Friday, April 07, 2006

Whistleblower admits - AT&T routed domestic calls to NSA

Wired News (a tech site) has an article blowing the lid off the NSA spying matter, describing how AT&T routed domestic calls, yours and mine, to the NSA.


Whistle-Blower Outs NSA Spy Room

See Also
A Pretty Good Way to Foil the NSA
AT&T Sued Over NSA Eavesdropping


By Ryan Singel Also by this reporter11:15 AM Apr, 07, 2006
AT&T provided National Security Agency eavesdroppers with full access to its customers' phone calls, and shunted its customers' internet traffic to data-mining equipment installed in a secret room in its San Francisco switching center, according to a former AT&T worker cooperating in the Electronic Frontier Foundation's lawsuit against the company.

Mark Klein, a retired AT&T communications technician, submitted an affidavit in support of the EFF's lawsuit this week. That class action lawsuit, filed in federal court in San Francisco last January, alleges that AT&T violated federal and state laws by surreptitiously allowing the government to monitor phone and internet communications of AT&T customers without warrants.

On Wednesday, the EFF asked the court to issue an injunction prohibiting AT&T from continuing the alleged wiretapping, and filed a number of documents under seal, including three AT&T documents that purportedly explain how the wiretapping system works.
According to a statement released by Klein's attorney, an NSA agent showed up at the San Francisco switching center in 2002 to interview a management-level technician for a special job. In January 2003, Klein observed a new room being built adjacent to the room housing AT&T's #4ESS switching equipment, which is responsible for routing long distance and international calls.

"I learned that the person whom the NSA interviewed for the secret job was the person working to install equipment in this room," Klein wrote. "The regular technician work force was not allowed in the room."

Klein's job eventually included connecting internet circuits to a splitting cabinet that led to the secret room. During the course of that work, he learned from a co-worker that similar cabinets were being installed in other cities, including Seattle, San Jose, Los Angeles and San Diego."
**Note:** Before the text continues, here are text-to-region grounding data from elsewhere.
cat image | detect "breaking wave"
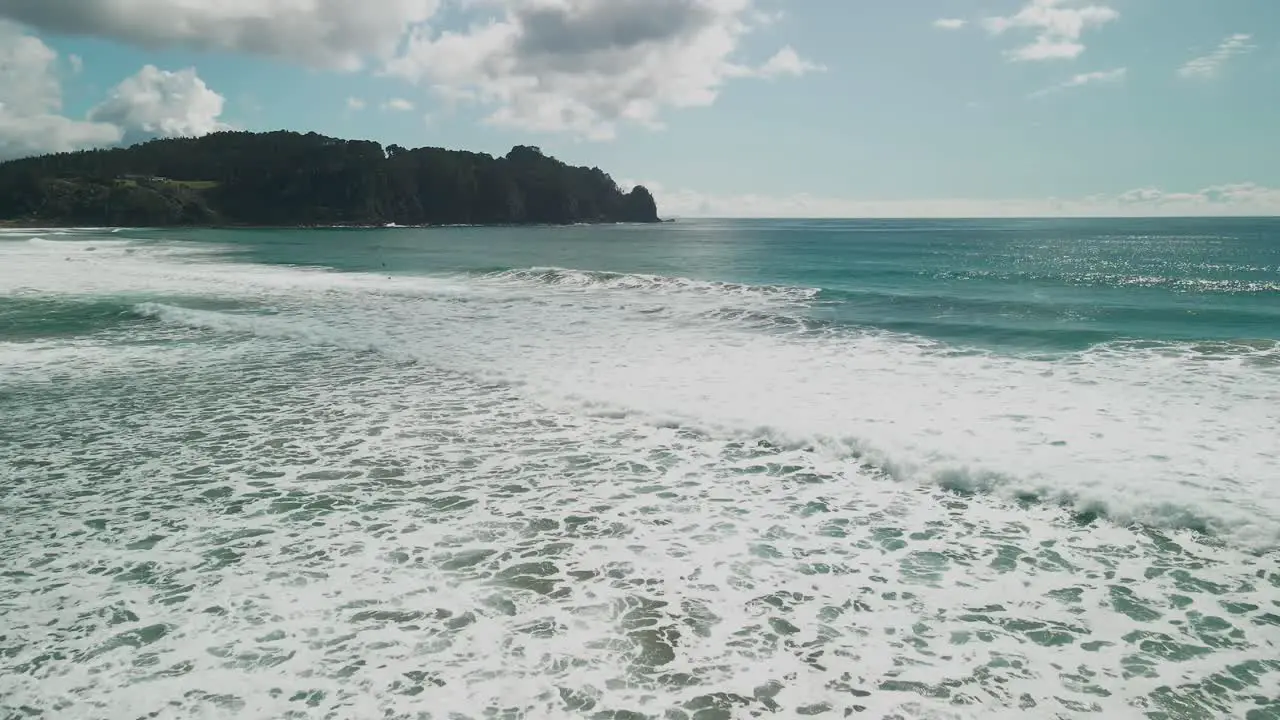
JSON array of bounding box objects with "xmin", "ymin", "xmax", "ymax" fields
[
  {"xmin": 480, "ymin": 266, "xmax": 823, "ymax": 301},
  {"xmin": 133, "ymin": 297, "xmax": 1280, "ymax": 551}
]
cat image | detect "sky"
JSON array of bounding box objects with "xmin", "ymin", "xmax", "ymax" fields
[{"xmin": 0, "ymin": 0, "xmax": 1277, "ymax": 218}]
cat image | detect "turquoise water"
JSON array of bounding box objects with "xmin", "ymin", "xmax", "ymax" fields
[
  {"xmin": 200, "ymin": 218, "xmax": 1280, "ymax": 351},
  {"xmin": 2, "ymin": 220, "xmax": 1279, "ymax": 719}
]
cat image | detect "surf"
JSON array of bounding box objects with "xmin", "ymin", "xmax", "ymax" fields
[
  {"xmin": 130, "ymin": 266, "xmax": 1280, "ymax": 551},
  {"xmin": 5, "ymin": 221, "xmax": 1280, "ymax": 719}
]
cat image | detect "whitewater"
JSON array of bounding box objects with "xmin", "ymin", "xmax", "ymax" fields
[{"xmin": 1, "ymin": 221, "xmax": 1278, "ymax": 719}]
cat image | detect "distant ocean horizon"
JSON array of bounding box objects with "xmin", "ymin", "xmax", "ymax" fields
[
  {"xmin": 3, "ymin": 217, "xmax": 1278, "ymax": 718},
  {"xmin": 8, "ymin": 212, "xmax": 1280, "ymax": 228},
  {"xmin": 665, "ymin": 214, "xmax": 1280, "ymax": 222}
]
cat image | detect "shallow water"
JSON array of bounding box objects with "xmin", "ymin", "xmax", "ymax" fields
[{"xmin": 2, "ymin": 220, "xmax": 1279, "ymax": 719}]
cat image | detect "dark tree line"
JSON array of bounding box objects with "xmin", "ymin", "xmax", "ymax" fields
[{"xmin": 0, "ymin": 131, "xmax": 660, "ymax": 227}]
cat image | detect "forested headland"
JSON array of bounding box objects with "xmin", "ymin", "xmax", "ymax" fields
[{"xmin": 0, "ymin": 131, "xmax": 660, "ymax": 227}]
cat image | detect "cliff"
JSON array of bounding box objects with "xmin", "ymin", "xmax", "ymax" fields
[{"xmin": 0, "ymin": 131, "xmax": 660, "ymax": 227}]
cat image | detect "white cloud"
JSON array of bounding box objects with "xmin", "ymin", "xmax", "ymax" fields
[
  {"xmin": 1109, "ymin": 183, "xmax": 1280, "ymax": 212},
  {"xmin": 984, "ymin": 0, "xmax": 1118, "ymax": 62},
  {"xmin": 751, "ymin": 9, "xmax": 785, "ymax": 26},
  {"xmin": 0, "ymin": 22, "xmax": 233, "ymax": 161},
  {"xmin": 0, "ymin": 112, "xmax": 123, "ymax": 162},
  {"xmin": 346, "ymin": 97, "xmax": 366, "ymax": 111},
  {"xmin": 1030, "ymin": 66, "xmax": 1126, "ymax": 97},
  {"xmin": 68, "ymin": 53, "xmax": 83, "ymax": 74},
  {"xmin": 382, "ymin": 97, "xmax": 415, "ymax": 112},
  {"xmin": 1005, "ymin": 36, "xmax": 1088, "ymax": 61},
  {"xmin": 0, "ymin": 0, "xmax": 442, "ymax": 70},
  {"xmin": 0, "ymin": 20, "xmax": 60, "ymax": 114},
  {"xmin": 0, "ymin": 0, "xmax": 815, "ymax": 141},
  {"xmin": 1062, "ymin": 66, "xmax": 1126, "ymax": 87},
  {"xmin": 1178, "ymin": 34, "xmax": 1254, "ymax": 79},
  {"xmin": 385, "ymin": 0, "xmax": 820, "ymax": 140},
  {"xmin": 0, "ymin": 21, "xmax": 121, "ymax": 160},
  {"xmin": 89, "ymin": 65, "xmax": 228, "ymax": 145},
  {"xmin": 631, "ymin": 181, "xmax": 1280, "ymax": 219},
  {"xmin": 754, "ymin": 46, "xmax": 825, "ymax": 79},
  {"xmin": 933, "ymin": 18, "xmax": 967, "ymax": 31}
]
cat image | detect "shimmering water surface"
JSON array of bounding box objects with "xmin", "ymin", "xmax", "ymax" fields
[{"xmin": 2, "ymin": 219, "xmax": 1279, "ymax": 719}]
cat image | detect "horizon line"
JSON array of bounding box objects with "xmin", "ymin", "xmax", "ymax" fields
[{"xmin": 665, "ymin": 215, "xmax": 1280, "ymax": 221}]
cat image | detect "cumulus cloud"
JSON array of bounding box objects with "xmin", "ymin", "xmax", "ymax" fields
[
  {"xmin": 631, "ymin": 180, "xmax": 1280, "ymax": 219},
  {"xmin": 0, "ymin": 0, "xmax": 815, "ymax": 140},
  {"xmin": 0, "ymin": 21, "xmax": 60, "ymax": 114},
  {"xmin": 0, "ymin": 0, "xmax": 441, "ymax": 70},
  {"xmin": 346, "ymin": 97, "xmax": 367, "ymax": 111},
  {"xmin": 1178, "ymin": 34, "xmax": 1253, "ymax": 79},
  {"xmin": 0, "ymin": 22, "xmax": 231, "ymax": 161},
  {"xmin": 1030, "ymin": 66, "xmax": 1126, "ymax": 97},
  {"xmin": 0, "ymin": 21, "xmax": 120, "ymax": 160},
  {"xmin": 89, "ymin": 65, "xmax": 228, "ymax": 145},
  {"xmin": 933, "ymin": 18, "xmax": 967, "ymax": 30},
  {"xmin": 386, "ymin": 0, "xmax": 821, "ymax": 140},
  {"xmin": 382, "ymin": 97, "xmax": 415, "ymax": 112},
  {"xmin": 983, "ymin": 0, "xmax": 1118, "ymax": 61}
]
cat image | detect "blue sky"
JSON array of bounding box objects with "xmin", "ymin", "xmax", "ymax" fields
[{"xmin": 1, "ymin": 0, "xmax": 1276, "ymax": 217}]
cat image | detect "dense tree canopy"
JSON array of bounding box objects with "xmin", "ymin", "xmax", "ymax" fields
[{"xmin": 0, "ymin": 131, "xmax": 660, "ymax": 227}]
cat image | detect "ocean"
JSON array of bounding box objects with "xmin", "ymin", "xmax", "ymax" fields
[{"xmin": 1, "ymin": 218, "xmax": 1278, "ymax": 719}]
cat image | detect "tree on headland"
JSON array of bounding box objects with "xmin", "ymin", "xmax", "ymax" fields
[{"xmin": 0, "ymin": 131, "xmax": 661, "ymax": 227}]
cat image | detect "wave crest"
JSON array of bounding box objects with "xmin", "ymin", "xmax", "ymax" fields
[{"xmin": 481, "ymin": 267, "xmax": 822, "ymax": 301}]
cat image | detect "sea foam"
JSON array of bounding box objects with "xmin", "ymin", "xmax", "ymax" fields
[
  {"xmin": 4, "ymin": 235, "xmax": 1276, "ymax": 548},
  {"xmin": 114, "ymin": 261, "xmax": 1280, "ymax": 550},
  {"xmin": 4, "ymin": 231, "xmax": 1280, "ymax": 719}
]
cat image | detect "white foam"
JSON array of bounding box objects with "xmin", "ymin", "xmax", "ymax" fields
[
  {"xmin": 5, "ymin": 243, "xmax": 1280, "ymax": 718},
  {"xmin": 126, "ymin": 285, "xmax": 1280, "ymax": 551},
  {"xmin": 25, "ymin": 236, "xmax": 134, "ymax": 249},
  {"xmin": 0, "ymin": 235, "xmax": 479, "ymax": 301},
  {"xmin": 483, "ymin": 266, "xmax": 822, "ymax": 300},
  {"xmin": 0, "ymin": 334, "xmax": 263, "ymax": 387},
  {"xmin": 5, "ymin": 231, "xmax": 1278, "ymax": 547},
  {"xmin": 6, "ymin": 229, "xmax": 1277, "ymax": 545},
  {"xmin": 3, "ymin": 341, "xmax": 1278, "ymax": 718}
]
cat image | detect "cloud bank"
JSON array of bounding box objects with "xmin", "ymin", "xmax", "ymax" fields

"Despite what we are hearing, and considering the public track record of this administration, I simply do not believe their claims that the NSA's spying program is really limited to foreign communications or is otherwise consistent with the NSA's charter or with FISA," Klein's wrote. "And unlike the controversy over targeted wiretaps of individuals' phone calls, this potential spying appears to be applied wholesale to all sorts of internet communications of countless citizens."


The rest is here. (Thanks to blogger oznick)


Just yesterday, Attorney General "Abu" Gonzalez stated that the president may very well use his unitary executive authority to intercept domestic to domestic calls in the US. Yes, that means what you think it means: our calls being listened to. Frankly, after reading the above report, I've no doubt the word "may" really means "already has used."